The Orange Trees of Baghdad is at once harrowing, touching and painfully human. An unforgettable debut.
Praise For The Orange Trees of Baghdad
“Leilah Nadir’s The Orange Trees of Baghdad reminds us that Iraq is not just a war; it is a country. Lovingly woven together from inherited memory and family lore, her Iraq is infinitely more vivid, more textured, and more heartbreaking than what we see nightly on the news. In the debates about winning and losing the war, this is a book about what loss really means—the theft of history and of homeland.”
NAOMI KLEIN, author of No Logo and The Shock Doctrine
“A very finely written, deftly crafted work about Iraq that translates this epic disaster into human terms and makes us understand the endless suffering of its people. Touching, insightful and poignant.”
ERIC MARGOLIS, author of War at the Top of the World: The Struggle for Afghanistan, Kashmir and Tibet
“A detailed exploration of life in Baghdad filtered through the voices and memories of the Iraqi diaspora.”

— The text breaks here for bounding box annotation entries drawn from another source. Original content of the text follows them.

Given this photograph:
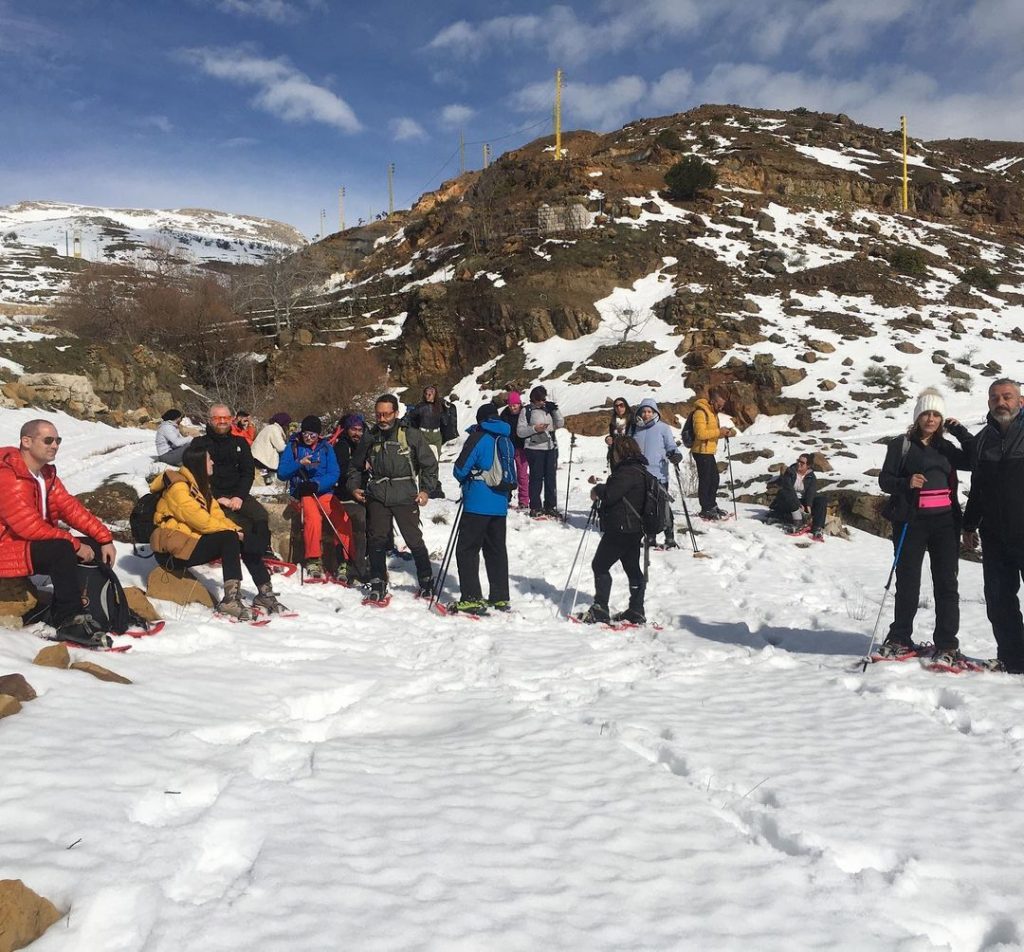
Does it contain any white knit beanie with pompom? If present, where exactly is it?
[913,387,946,420]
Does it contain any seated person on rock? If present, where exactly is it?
[768,452,827,543]
[278,416,352,578]
[0,420,117,646]
[150,441,287,621]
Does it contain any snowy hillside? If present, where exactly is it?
[0,407,1024,952]
[0,202,305,302]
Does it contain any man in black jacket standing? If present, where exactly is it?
[193,403,270,556]
[348,393,437,603]
[964,378,1024,675]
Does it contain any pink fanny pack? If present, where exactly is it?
[918,489,952,509]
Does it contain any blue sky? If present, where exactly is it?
[0,0,1024,235]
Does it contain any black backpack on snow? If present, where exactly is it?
[623,469,672,538]
[77,562,141,635]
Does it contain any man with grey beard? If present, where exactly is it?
[964,378,1024,675]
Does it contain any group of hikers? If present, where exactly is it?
[6,379,1024,674]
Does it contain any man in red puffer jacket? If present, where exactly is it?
[0,420,117,643]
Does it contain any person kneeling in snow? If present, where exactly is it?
[150,442,287,621]
[0,420,117,647]
[768,452,827,543]
[278,417,352,578]
[454,403,515,614]
[582,436,648,624]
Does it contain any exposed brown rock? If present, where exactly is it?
[0,675,36,701]
[0,879,62,952]
[32,645,71,667]
[0,694,22,716]
[71,661,131,684]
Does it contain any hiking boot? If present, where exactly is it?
[580,605,611,624]
[55,615,114,648]
[931,648,965,672]
[874,641,918,661]
[449,598,487,615]
[366,578,387,602]
[215,578,252,621]
[253,581,288,615]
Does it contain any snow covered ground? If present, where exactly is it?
[0,410,1024,952]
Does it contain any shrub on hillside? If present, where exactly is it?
[665,156,718,201]
[961,264,999,291]
[889,248,928,274]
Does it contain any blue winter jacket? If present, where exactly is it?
[278,433,341,495]
[454,418,512,516]
[633,397,679,484]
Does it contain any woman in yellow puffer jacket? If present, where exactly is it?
[150,442,286,621]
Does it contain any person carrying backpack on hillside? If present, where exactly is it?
[334,413,370,585]
[278,416,352,579]
[604,397,637,469]
[878,388,971,668]
[498,390,529,509]
[157,409,191,466]
[150,440,287,621]
[193,403,270,558]
[768,452,826,543]
[406,384,459,500]
[0,420,117,648]
[252,413,292,486]
[690,387,736,521]
[581,436,649,624]
[348,393,437,603]
[633,397,683,549]
[516,386,565,519]
[453,402,515,614]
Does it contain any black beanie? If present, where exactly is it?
[476,401,498,423]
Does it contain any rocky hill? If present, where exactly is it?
[0,202,305,303]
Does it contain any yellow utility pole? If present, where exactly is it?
[899,116,908,212]
[555,70,562,162]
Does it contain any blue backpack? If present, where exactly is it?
[480,434,519,495]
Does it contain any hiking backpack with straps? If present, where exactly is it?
[480,434,519,495]
[623,469,672,538]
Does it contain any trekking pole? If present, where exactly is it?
[673,463,707,559]
[562,433,575,522]
[427,496,466,611]
[725,436,739,519]
[558,502,598,614]
[860,522,910,673]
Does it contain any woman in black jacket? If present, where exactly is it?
[604,397,637,469]
[582,436,647,624]
[877,389,971,669]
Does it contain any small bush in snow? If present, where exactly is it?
[665,156,718,201]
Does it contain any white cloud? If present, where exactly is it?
[427,0,700,63]
[388,116,427,142]
[139,116,174,133]
[181,47,362,132]
[440,102,476,129]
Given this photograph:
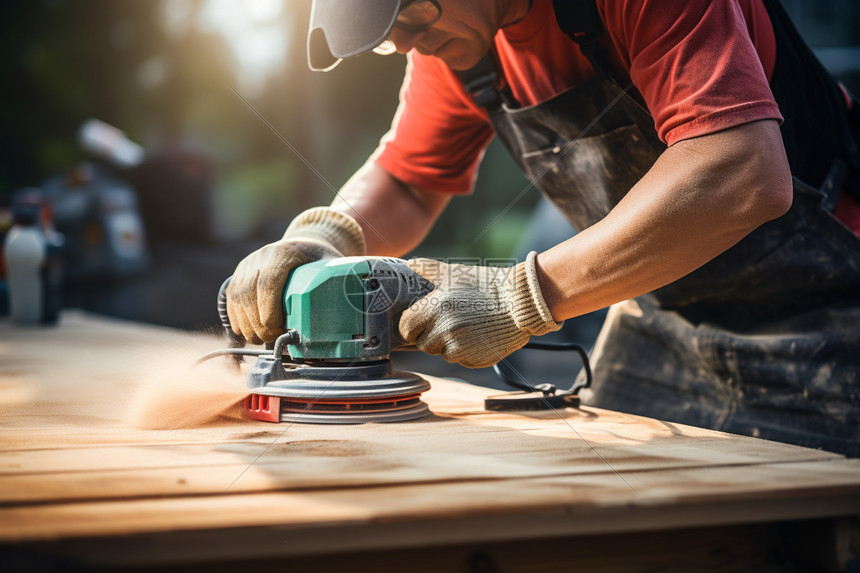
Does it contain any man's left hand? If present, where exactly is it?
[400,252,562,368]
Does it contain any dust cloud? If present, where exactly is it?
[127,345,248,430]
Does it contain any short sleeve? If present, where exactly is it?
[373,53,493,194]
[603,0,782,145]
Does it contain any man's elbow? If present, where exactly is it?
[753,169,794,224]
[746,131,794,225]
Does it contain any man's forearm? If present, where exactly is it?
[331,161,449,257]
[538,120,792,320]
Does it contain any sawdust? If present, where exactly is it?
[128,349,248,430]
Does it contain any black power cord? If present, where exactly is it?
[484,342,592,411]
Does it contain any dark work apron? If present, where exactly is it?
[461,1,860,456]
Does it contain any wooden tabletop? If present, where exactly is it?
[0,312,860,565]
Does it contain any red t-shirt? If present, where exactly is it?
[374,0,860,235]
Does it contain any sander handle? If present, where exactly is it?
[218,275,245,364]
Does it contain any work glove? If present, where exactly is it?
[227,207,366,344]
[399,251,563,368]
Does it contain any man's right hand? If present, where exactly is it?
[227,207,365,344]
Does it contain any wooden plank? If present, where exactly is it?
[0,460,860,550]
[0,313,860,554]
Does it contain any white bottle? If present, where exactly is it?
[3,210,47,324]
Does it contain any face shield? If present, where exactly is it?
[308,0,401,71]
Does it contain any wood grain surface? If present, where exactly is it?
[0,312,860,563]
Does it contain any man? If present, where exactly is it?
[228,0,860,455]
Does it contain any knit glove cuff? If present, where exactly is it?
[510,251,564,336]
[284,207,367,257]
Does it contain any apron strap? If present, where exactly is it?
[454,50,514,111]
[763,0,860,203]
[552,0,612,80]
[455,0,613,111]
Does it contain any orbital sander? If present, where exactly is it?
[197,256,592,424]
[200,257,434,424]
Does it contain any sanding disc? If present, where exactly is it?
[245,361,430,424]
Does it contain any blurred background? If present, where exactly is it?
[0,0,860,384]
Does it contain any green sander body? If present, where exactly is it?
[219,257,434,424]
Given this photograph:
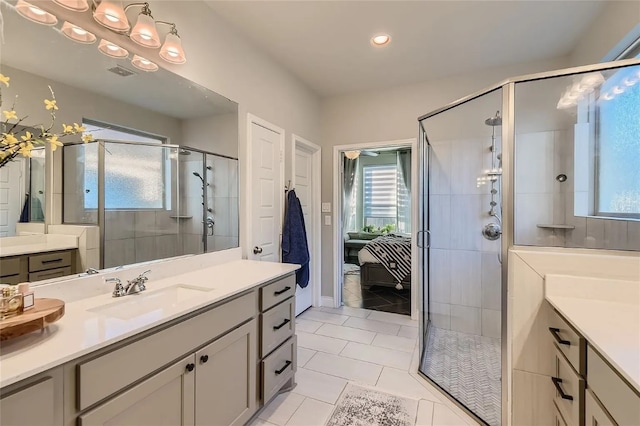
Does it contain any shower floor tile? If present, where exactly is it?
[420,326,501,426]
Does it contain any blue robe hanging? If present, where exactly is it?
[282,190,309,288]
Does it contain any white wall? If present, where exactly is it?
[569,0,640,66]
[321,58,567,296]
[141,1,320,256]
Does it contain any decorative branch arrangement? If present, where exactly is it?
[0,74,94,167]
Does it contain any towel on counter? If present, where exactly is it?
[282,190,309,288]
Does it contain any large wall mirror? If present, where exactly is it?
[0,1,239,276]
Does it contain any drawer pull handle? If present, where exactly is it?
[273,319,289,330]
[549,327,571,346]
[551,377,573,401]
[273,286,291,296]
[275,361,291,376]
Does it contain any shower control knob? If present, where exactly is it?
[482,222,502,241]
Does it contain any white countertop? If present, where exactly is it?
[0,260,299,387]
[545,275,640,391]
[0,234,78,257]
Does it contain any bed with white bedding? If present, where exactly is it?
[358,235,411,289]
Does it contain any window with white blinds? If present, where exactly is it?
[362,165,398,227]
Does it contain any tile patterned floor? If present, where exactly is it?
[251,306,476,426]
[342,264,411,315]
[420,327,501,426]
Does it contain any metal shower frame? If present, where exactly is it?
[416,59,640,425]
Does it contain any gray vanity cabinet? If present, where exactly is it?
[195,319,258,425]
[78,354,196,426]
[0,367,63,426]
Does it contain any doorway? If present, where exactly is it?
[333,140,417,319]
[290,135,322,316]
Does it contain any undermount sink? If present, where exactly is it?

DEVYANI SALTZMAN, author of Shooting Water
“Leilah Nadir’s insightful, searching story about her Iraqi roots, family, exile, and survival, told in absorbing and moving language, reveals the great civilization now under assault and the human beings under perpetual blast, condemnation, and bombardment.”
GEORGE ELLIOTT CLARKE
“The Orange Trees of Baghdad is a stunning book, the best I’ve read in the past year. Leilah Nadir takes us on her quest to meet the members of her family whose lives have been uprooted by war. In the process, we are drawn into the heart of the world’s most ancient civilization. In the haunting, dreamlike pages of this book, we discover that as Baghdad is destroyed, the roots of our own deepest part are being torn asunder. Hypnotically readable.”